ASIL AMAÇ MÜSLÜMANLARDI
Zekeriya Yapıcıoğlu, hadiselere ait şunları söyledi: “Kobani mazeretti. PKK kendisini güçlü hissettiği her yerde kendisine mahzur olarak gördüğü kişi ve kurumları ortadan kaldırmayı temel strateji olarak seçmiştir. PKK ideolojisine nazaran de din afyondur ve büsbütün yok edilmesi gerekir. Kobani hadiseleri olmasaydı yeniden de bölgedeki İslami kurum ve şahsiyetleri amaç almak için en uygun fırsatı beklemekteydi. Kobani mazeretiyle Suriye’den savaştan kaçan mazlumlara kurban eti dağıtan Kürt gençlerine saldırdılar. Ancak bunu toplumsal medyada “Amed’te Kürtlere ateş açan HüdaParlılar Kürt gençleri tarafından imha edildi” diyerek vahşice katlettikleri o aziz şehitlerin naaşlarının fotoğraflarını paylaşıyorlardı. Türkiye’de hala gazeteci olarak muamele gören Ceyda Karan da Yasin Börü ve arkadaşlarının naaşı daha yerdeyken bu propagandalara dayanak çıkıyor ve “Diyarbakır’da yobaz Kürtler de halka saldırıyor. Bu uğraş Türkiye’nin yobazlığa teslim olup olmama uğraşıdır. Gerisi fasa fiso.” diye tweet atıyordu.”
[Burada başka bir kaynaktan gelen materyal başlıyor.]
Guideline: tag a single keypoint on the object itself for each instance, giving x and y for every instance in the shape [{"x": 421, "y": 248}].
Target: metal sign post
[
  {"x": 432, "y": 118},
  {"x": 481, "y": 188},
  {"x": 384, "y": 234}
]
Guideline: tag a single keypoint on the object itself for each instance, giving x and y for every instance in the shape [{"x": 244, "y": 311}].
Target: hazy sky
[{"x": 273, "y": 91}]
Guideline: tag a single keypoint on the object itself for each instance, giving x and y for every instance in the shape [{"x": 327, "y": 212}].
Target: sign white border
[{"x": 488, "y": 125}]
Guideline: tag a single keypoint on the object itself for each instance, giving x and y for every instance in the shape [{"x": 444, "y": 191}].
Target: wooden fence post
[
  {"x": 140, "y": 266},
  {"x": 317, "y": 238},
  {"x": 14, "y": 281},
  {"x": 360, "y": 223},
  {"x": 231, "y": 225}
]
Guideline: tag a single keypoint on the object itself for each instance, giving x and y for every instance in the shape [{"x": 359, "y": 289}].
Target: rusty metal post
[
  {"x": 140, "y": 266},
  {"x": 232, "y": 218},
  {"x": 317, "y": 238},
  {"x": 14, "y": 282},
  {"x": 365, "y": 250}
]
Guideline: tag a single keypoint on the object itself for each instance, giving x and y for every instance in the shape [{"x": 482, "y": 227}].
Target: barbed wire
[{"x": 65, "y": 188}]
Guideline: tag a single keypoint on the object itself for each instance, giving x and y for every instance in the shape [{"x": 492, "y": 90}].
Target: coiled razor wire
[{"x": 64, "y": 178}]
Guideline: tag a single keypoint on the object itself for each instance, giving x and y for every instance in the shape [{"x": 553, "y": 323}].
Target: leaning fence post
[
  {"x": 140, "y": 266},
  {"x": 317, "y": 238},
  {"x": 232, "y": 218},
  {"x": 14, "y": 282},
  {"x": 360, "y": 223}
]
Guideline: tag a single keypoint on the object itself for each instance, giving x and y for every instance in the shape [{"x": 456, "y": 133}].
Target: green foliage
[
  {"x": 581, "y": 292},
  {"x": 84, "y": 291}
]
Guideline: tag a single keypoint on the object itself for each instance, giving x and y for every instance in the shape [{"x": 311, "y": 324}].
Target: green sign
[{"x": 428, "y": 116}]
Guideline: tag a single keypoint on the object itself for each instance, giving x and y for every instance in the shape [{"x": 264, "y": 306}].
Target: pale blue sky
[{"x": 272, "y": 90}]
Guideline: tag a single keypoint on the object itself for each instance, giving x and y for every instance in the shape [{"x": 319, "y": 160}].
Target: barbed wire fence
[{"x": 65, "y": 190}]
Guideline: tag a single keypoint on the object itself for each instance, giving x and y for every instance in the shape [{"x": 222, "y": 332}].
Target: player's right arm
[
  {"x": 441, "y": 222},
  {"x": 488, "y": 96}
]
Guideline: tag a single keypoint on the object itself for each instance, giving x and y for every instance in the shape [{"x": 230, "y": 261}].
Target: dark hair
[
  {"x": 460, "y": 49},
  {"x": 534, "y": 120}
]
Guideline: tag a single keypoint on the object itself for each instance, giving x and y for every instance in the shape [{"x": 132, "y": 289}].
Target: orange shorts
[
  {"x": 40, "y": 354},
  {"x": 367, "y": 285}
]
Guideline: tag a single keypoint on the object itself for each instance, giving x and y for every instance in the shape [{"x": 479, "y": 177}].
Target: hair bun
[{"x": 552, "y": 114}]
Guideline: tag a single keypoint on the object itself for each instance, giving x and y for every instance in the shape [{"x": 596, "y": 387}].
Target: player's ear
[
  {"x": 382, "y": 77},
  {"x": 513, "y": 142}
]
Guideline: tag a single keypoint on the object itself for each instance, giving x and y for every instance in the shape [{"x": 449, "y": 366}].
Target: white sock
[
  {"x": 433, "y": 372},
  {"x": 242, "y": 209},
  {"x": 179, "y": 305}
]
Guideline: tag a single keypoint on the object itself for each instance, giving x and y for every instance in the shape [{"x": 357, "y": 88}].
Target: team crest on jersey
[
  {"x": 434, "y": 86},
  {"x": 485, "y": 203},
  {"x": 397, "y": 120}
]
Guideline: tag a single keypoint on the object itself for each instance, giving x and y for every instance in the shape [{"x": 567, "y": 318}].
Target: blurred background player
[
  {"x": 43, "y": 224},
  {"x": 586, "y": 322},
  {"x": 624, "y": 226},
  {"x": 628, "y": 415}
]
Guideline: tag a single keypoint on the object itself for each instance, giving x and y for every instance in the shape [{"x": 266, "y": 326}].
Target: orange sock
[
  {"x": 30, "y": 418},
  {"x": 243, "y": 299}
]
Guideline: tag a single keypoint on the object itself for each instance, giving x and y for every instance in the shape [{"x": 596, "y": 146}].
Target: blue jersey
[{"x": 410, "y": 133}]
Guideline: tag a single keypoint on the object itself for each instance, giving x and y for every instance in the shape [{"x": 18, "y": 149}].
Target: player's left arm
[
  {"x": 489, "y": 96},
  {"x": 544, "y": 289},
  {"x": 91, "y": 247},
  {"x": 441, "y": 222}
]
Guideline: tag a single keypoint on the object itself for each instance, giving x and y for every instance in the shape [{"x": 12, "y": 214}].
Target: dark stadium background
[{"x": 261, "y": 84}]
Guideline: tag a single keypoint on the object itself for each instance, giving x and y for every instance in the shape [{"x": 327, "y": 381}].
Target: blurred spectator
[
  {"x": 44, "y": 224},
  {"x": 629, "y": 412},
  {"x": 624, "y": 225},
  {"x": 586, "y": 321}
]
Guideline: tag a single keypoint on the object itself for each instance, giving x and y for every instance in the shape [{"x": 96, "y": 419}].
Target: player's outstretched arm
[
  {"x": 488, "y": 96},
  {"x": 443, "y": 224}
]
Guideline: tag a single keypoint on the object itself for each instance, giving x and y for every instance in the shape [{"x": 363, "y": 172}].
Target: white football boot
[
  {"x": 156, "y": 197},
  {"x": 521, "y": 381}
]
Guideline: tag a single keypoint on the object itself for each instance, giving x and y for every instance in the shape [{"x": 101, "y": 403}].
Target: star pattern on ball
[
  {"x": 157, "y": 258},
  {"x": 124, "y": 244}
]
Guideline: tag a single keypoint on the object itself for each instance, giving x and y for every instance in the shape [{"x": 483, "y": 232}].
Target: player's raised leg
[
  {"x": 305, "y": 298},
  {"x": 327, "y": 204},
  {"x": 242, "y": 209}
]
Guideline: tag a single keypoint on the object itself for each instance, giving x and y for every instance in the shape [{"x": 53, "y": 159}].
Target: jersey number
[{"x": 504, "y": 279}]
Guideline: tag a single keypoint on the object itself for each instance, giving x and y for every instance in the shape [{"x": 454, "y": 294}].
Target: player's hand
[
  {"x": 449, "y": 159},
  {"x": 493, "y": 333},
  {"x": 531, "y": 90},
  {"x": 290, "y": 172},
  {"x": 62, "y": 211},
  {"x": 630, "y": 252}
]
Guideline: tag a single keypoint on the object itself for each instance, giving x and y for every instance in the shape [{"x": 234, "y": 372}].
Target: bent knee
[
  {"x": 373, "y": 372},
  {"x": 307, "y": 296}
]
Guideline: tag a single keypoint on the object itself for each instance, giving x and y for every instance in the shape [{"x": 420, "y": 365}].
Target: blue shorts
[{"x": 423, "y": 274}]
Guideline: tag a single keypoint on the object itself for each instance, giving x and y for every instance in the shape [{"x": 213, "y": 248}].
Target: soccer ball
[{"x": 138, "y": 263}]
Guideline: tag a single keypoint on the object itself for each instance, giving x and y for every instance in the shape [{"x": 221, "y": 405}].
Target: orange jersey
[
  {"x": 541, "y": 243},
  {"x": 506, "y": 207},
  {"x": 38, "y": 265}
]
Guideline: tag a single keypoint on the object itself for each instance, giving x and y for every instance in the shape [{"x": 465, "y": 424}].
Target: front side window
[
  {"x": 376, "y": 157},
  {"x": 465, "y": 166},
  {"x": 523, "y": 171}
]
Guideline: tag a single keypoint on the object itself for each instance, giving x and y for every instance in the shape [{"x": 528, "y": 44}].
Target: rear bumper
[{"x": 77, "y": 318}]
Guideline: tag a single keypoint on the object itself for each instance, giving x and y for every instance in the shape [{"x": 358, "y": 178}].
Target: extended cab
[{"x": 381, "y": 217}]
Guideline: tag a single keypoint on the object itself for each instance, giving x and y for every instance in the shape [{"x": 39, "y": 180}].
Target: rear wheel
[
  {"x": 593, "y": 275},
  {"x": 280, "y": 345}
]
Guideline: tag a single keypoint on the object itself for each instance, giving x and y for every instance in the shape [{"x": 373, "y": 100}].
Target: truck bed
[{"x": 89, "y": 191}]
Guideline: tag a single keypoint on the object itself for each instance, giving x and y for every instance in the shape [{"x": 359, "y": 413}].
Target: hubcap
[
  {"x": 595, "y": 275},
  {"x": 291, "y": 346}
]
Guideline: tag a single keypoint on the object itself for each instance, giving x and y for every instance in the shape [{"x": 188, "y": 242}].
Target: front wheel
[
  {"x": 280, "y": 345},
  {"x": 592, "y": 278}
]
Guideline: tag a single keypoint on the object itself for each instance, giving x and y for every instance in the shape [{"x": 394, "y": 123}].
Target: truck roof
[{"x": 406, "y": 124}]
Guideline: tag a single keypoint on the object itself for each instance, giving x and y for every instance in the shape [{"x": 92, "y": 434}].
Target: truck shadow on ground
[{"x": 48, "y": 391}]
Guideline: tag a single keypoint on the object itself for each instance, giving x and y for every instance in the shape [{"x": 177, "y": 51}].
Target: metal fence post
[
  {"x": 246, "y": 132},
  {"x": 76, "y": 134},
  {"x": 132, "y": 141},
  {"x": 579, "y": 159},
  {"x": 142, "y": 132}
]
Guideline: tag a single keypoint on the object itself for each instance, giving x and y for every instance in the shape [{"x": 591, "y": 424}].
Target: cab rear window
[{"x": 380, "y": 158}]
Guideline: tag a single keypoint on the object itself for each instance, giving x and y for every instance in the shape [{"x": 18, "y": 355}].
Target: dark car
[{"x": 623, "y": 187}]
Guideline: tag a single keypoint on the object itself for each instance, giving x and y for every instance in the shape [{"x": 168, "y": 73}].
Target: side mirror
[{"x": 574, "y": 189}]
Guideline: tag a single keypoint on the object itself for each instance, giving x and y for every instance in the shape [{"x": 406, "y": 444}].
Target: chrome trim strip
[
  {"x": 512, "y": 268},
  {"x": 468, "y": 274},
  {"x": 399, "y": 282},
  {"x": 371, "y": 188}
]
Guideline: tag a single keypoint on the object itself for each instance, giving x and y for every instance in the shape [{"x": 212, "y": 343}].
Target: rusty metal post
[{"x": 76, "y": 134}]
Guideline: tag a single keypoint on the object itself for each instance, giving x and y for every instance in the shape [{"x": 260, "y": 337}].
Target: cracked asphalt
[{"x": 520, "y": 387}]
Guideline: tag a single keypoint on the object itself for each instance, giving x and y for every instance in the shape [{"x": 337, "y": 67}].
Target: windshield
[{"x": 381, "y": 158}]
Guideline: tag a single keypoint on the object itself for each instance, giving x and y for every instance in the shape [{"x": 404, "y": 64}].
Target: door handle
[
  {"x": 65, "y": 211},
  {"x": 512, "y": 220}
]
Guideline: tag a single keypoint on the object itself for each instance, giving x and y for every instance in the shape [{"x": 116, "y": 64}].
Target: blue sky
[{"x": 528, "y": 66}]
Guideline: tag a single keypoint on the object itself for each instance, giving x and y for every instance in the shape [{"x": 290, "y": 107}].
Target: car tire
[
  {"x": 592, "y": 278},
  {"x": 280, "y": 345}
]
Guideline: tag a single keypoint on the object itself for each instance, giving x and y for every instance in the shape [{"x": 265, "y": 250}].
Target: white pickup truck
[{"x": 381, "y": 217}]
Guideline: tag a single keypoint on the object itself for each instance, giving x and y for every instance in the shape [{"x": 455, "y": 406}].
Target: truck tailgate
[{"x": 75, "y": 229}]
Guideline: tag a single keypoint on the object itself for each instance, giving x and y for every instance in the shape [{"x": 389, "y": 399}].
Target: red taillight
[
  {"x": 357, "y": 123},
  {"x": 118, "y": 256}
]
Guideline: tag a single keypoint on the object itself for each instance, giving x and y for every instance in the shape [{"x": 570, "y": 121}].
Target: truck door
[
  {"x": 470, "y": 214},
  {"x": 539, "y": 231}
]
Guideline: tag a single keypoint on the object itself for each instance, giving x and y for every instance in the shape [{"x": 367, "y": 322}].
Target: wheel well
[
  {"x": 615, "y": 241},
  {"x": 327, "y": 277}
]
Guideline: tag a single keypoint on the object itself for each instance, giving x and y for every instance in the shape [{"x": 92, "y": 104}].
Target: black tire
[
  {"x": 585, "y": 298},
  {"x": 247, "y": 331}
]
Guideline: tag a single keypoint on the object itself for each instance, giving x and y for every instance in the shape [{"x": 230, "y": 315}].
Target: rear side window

MEMLEKETLER ARASI MÜDAHALE PLANI
“6-8 Ekim vakaları, PKK’ya boyun eğmeyen ve bölgeyi terk etmeyi de kabul etmeyen Kürtlerin imhası yahut bölgeden kaçmaya zorlanmasıdır. Fakat bir maksat daha vardı. O da ülkeyi iç savaş ortamına sürükleyerek memleketler arası bir müdahaleye açık hale getirmekti. Daha sonraki çukur/barikat siyaseti de bu stratejinin taktik safhalarından biriydi. Suriye’de iç savaş başladıktan sonra hakimiyet sağladığı bölgeden başka Kürtleri çıkardı. Kimini öldürdü, kimini sürdü. Burada ise evvelden “temizlik” yapmak istedi.”
FETÖ’cü kolluk katliamı seyretti
Hadiselerin büyümesinde kolluk gücü içerisindeki FETÖ’cülerin de rolü olduğuna işaret eden Zekeriya Yapıcıoğlu şunları kaydetti: “Nasıl PKK önünde pürüz gördüğü kişi ve kurumları gaye alıyorsa, global emperyalistler de kendilerini rahatsız eden yahut gayelerine varma konusunda mani olarak gördüklerini amaç alırlar. Global emperyalistlerin elinde elverişli bir aparat olan PKK’nin çıkarı ve emperyalistlerin çıkarı örtüştüğünde vazife tevdi edildi ve katliam planı devreye sokuldu. FETÖ’nün de ipi tıpkı yerdeydi. Bu nedenle kolluk katliamı seyretti. 2014 ve 2015 seçimlerinde polis ve asker lojmanlarındaki sandık sonuçlarına bakılırsa fotoğraf daha net ortaya çıkar.”